Lapsus machista de Langdon

Capítulo 28, página 159:

«Los hombres santos que en algún momento habían precisado de la unión sexual con sus equivalentes femeninas para alcanzar la comunión con Dios veían ahora sus impulsos sexuales naturales como obra del diablo, que colaboraba con su cómplice preferida... la mujer».

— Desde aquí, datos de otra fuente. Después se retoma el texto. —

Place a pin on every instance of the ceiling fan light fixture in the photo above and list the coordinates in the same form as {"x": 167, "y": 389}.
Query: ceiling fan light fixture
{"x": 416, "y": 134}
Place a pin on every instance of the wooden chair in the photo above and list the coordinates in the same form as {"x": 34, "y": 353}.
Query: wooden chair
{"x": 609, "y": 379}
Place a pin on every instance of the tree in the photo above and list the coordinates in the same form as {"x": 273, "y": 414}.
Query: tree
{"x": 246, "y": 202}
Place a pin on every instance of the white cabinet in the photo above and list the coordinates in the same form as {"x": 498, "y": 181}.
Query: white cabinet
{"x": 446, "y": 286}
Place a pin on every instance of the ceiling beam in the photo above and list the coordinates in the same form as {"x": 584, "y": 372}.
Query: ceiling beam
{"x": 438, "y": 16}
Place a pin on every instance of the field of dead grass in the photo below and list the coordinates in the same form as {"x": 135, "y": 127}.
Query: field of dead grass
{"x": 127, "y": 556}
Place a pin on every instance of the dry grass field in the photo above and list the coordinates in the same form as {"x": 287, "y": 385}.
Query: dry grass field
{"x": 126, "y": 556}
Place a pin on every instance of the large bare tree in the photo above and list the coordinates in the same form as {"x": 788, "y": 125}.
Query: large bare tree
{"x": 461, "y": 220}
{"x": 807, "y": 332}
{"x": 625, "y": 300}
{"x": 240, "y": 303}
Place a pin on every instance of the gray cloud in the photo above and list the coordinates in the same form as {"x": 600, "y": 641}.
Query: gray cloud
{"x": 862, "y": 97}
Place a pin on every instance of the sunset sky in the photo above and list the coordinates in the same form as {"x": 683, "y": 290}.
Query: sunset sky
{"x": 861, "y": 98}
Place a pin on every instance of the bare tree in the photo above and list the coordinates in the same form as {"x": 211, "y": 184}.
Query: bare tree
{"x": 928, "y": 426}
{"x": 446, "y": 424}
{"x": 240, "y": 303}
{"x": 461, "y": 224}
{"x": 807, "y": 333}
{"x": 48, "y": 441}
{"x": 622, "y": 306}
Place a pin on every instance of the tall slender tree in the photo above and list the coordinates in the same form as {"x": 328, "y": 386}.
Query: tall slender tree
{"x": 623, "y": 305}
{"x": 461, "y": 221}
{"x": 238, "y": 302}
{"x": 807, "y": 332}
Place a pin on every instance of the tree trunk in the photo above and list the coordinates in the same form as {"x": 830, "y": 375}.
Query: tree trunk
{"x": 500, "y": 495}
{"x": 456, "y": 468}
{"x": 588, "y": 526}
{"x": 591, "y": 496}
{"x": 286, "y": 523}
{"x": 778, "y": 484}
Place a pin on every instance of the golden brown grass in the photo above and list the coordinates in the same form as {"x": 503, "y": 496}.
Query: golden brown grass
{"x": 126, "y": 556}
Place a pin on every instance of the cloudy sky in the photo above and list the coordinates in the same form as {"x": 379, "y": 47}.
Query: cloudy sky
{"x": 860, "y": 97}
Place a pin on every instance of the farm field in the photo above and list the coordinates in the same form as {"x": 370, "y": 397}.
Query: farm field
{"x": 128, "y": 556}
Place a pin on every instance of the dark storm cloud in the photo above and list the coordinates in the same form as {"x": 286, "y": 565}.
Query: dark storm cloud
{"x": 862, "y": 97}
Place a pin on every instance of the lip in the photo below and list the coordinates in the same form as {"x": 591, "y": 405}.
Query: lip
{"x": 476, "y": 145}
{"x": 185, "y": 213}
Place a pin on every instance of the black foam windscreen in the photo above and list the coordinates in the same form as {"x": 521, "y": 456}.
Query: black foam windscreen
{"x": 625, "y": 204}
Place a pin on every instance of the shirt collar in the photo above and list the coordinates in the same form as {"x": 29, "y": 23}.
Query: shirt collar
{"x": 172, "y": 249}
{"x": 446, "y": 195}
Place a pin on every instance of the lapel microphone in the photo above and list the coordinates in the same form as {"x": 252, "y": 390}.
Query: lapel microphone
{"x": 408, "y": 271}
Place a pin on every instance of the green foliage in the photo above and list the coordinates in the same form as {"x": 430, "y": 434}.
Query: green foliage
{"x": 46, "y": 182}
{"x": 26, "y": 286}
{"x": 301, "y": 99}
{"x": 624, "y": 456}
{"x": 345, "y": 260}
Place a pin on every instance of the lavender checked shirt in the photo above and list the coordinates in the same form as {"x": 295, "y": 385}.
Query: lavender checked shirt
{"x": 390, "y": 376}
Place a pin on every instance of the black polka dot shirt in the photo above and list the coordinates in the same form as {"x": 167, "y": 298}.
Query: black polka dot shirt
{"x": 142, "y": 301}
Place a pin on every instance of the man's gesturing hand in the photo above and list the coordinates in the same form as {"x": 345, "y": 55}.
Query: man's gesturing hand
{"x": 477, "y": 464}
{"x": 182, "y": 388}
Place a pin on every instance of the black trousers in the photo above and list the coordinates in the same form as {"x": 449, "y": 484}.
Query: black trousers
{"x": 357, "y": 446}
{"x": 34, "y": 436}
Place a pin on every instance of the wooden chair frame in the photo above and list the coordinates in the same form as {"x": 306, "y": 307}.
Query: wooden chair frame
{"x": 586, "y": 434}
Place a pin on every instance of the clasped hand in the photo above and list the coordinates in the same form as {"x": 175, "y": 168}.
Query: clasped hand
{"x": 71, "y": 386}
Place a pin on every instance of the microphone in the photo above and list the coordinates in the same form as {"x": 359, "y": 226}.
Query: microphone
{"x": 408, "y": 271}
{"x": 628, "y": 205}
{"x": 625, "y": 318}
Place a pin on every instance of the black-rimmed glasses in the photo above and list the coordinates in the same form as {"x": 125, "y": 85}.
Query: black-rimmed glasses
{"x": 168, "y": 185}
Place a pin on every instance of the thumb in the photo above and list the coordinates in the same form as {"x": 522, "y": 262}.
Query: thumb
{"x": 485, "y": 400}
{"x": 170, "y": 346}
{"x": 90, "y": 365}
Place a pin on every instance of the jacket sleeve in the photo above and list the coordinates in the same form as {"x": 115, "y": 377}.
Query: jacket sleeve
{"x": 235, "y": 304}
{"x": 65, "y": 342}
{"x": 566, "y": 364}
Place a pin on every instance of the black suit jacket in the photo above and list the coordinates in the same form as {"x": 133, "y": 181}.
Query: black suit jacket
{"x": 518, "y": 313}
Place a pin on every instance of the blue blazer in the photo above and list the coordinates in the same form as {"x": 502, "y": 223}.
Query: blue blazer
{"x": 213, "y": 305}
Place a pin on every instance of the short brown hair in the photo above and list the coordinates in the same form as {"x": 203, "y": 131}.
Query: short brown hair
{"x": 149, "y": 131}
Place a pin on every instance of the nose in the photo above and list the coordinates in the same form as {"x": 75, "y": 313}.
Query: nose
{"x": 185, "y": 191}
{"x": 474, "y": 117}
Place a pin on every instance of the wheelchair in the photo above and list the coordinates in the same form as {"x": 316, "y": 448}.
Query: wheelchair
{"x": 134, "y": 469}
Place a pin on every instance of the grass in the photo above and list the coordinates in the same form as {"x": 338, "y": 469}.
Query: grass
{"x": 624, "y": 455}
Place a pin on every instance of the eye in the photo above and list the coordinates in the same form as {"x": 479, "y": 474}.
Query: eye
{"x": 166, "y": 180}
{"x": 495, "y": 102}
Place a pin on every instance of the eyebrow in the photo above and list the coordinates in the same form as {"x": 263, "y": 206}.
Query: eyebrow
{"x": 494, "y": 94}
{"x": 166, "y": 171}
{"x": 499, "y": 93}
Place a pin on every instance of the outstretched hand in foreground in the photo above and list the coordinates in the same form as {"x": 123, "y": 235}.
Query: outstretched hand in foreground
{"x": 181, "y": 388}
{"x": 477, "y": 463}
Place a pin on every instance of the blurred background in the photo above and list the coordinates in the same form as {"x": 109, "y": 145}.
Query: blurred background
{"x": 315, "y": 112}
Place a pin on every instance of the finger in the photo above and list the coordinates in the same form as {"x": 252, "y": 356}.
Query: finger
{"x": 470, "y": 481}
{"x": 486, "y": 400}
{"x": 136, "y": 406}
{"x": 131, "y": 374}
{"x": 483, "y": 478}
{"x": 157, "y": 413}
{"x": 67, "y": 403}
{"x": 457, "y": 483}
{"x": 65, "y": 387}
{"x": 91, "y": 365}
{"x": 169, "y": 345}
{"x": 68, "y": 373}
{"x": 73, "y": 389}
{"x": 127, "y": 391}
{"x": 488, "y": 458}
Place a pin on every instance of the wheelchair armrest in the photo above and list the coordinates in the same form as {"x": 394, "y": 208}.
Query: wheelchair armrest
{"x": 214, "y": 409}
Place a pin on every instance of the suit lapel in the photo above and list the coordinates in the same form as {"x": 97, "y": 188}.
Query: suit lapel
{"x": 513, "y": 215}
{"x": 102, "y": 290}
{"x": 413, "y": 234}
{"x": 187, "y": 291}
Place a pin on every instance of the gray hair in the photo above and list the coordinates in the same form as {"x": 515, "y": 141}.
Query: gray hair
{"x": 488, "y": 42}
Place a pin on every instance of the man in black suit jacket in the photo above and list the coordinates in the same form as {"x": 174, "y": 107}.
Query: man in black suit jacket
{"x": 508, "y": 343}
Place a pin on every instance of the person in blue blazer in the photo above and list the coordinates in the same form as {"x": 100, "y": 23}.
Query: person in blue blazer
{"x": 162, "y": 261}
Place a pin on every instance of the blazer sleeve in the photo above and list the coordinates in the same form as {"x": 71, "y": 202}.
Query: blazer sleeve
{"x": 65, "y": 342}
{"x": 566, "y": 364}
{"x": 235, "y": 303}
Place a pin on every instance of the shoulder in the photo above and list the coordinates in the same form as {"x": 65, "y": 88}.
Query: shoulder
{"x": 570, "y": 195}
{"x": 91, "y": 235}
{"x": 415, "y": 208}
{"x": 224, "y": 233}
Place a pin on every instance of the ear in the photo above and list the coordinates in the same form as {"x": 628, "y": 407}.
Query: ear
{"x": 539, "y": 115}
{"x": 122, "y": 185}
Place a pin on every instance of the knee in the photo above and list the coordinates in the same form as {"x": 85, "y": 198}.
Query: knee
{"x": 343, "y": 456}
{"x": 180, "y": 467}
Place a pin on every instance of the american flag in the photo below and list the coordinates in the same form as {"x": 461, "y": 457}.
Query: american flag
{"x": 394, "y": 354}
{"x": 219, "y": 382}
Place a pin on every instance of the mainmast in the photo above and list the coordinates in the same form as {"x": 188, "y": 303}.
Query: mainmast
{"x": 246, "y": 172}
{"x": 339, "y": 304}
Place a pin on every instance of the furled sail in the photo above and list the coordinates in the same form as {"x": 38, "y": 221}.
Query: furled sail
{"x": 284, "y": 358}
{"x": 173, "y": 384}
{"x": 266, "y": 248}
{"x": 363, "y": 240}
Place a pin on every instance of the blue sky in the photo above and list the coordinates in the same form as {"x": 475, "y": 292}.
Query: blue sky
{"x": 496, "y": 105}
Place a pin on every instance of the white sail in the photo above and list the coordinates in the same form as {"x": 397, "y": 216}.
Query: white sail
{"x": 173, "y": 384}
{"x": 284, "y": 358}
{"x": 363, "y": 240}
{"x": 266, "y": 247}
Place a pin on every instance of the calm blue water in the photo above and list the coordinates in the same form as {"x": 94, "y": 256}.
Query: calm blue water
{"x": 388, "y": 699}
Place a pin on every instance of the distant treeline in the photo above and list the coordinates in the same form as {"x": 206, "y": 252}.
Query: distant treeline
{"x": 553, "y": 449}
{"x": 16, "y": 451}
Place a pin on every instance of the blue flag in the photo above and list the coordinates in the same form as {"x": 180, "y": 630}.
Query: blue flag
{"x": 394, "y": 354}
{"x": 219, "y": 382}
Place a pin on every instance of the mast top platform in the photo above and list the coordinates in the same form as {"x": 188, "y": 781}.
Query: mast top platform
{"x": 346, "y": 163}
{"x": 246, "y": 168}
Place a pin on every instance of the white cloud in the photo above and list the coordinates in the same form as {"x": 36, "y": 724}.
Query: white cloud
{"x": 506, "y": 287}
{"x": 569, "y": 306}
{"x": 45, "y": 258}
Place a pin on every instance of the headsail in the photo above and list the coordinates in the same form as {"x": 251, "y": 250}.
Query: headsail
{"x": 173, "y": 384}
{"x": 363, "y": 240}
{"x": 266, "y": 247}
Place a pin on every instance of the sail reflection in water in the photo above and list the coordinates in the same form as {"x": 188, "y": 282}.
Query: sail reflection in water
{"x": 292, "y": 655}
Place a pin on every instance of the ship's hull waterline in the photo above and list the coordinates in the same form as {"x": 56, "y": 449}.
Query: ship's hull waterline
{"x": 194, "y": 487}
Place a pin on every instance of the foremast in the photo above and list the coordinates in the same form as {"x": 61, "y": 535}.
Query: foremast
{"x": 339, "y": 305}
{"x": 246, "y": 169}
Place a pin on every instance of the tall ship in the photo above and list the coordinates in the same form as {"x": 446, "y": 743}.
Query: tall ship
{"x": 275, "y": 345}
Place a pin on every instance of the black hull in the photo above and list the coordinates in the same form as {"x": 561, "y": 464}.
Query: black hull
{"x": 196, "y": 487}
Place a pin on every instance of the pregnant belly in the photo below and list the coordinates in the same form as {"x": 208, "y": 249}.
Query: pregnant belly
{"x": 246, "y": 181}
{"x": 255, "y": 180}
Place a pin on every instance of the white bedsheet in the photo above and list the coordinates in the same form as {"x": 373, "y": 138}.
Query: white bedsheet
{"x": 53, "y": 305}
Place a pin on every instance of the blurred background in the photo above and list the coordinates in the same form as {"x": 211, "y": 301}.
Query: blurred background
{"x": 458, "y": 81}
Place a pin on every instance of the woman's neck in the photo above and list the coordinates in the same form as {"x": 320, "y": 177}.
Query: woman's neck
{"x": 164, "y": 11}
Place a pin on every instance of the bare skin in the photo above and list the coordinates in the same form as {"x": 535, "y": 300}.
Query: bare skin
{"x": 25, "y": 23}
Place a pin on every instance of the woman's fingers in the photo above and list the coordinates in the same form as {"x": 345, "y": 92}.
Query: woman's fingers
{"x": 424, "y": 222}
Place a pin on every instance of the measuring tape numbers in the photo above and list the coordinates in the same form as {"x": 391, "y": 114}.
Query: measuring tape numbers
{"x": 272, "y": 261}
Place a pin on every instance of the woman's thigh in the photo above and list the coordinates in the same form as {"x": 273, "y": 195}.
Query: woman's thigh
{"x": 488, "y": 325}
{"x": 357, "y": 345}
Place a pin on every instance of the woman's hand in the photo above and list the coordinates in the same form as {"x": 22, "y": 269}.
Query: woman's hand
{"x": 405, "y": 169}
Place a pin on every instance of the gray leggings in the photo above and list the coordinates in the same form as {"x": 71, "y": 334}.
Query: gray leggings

Langdon está relatando una historia absolutamente ficticia respecto de una supuesta época en la que los hombres y las mujeres copulaban en un rito «de comunión con Dios». Un tema, por cierto, recurrente en la denominada New Age. En la antigua Roma existían cultos provenientes de Oriente en los que los adeptos se sometían a ritos en los que caían en éxtasis y en los que perdían la conciencia. Para ello recurrían a actividades frenéticas, músicas repetitivas, consumían sustancias alucinógenas y en algunos casos se entregaban a desenfrenos sexuales. El resultado era siempre la anulación extática del raciocinio por algún tiempo. Estas religiones creían que los dioses eran arbitrarios y por ello la razón no era un vehículo adecuado para unirse a ellos. Los cristianos entienden que la oración es una elevación de la mente hacia Dios. Dios es la verdad y por eso nuestra intimidad con Él está basada en la verdad, que para nosotros depende primariamente del uso de la razón.

Los verdaderos éxtasis místicos en el cristianismo no son tan frecuentes como podría pensarse y nunca niegan el uso de la razón. Lo que ocurre es que al progresar en la unión con Dios, el auténtico místico se queda «toda sciencia trascendiendo», que diría San Juan de la Cruz.

Los gnósticos, que en muchas ocasiones recurrían a las prácticas de éxtasis, incluidas las cópulas rituales, niegan que entre la divinidad y nosotros se pueda establecer una comunicación personal, por eso se trata de buscar estados de intenso placer que sean incompatibles con el raciocinio.

En este párrafo, Brown hace que Langdon se lamente porque, tras el advenimiento del cristianismo, esa unión sexual mística ya no es posible. Lo curioso es que su lamento se refiere a «los hombres santos» que en ciertos momentos necesitan de la unión sexual «con sus equivalentes femeninas»... El modo en que Langdon construye el ejemplo indica claramente una concepción nada «femenina» del asunto. Los términos que utiliza reflejan una concepción que gira en torno a la genitalidad masculina, disfrazada de pretensiones pseudoreligiosas. Se queja de que los «hombres santos» ya no tengan a su disposición «mujeres santas» para tan altos fines. No parece que cuando escribió este párrafo, Brown estuviese igualmente preocupado por que las supuestas «mujeres santas» carecieran de sus compañeros.

Se comienza inventándose una religión fantástica y se acaba haciendo torpes cálculos.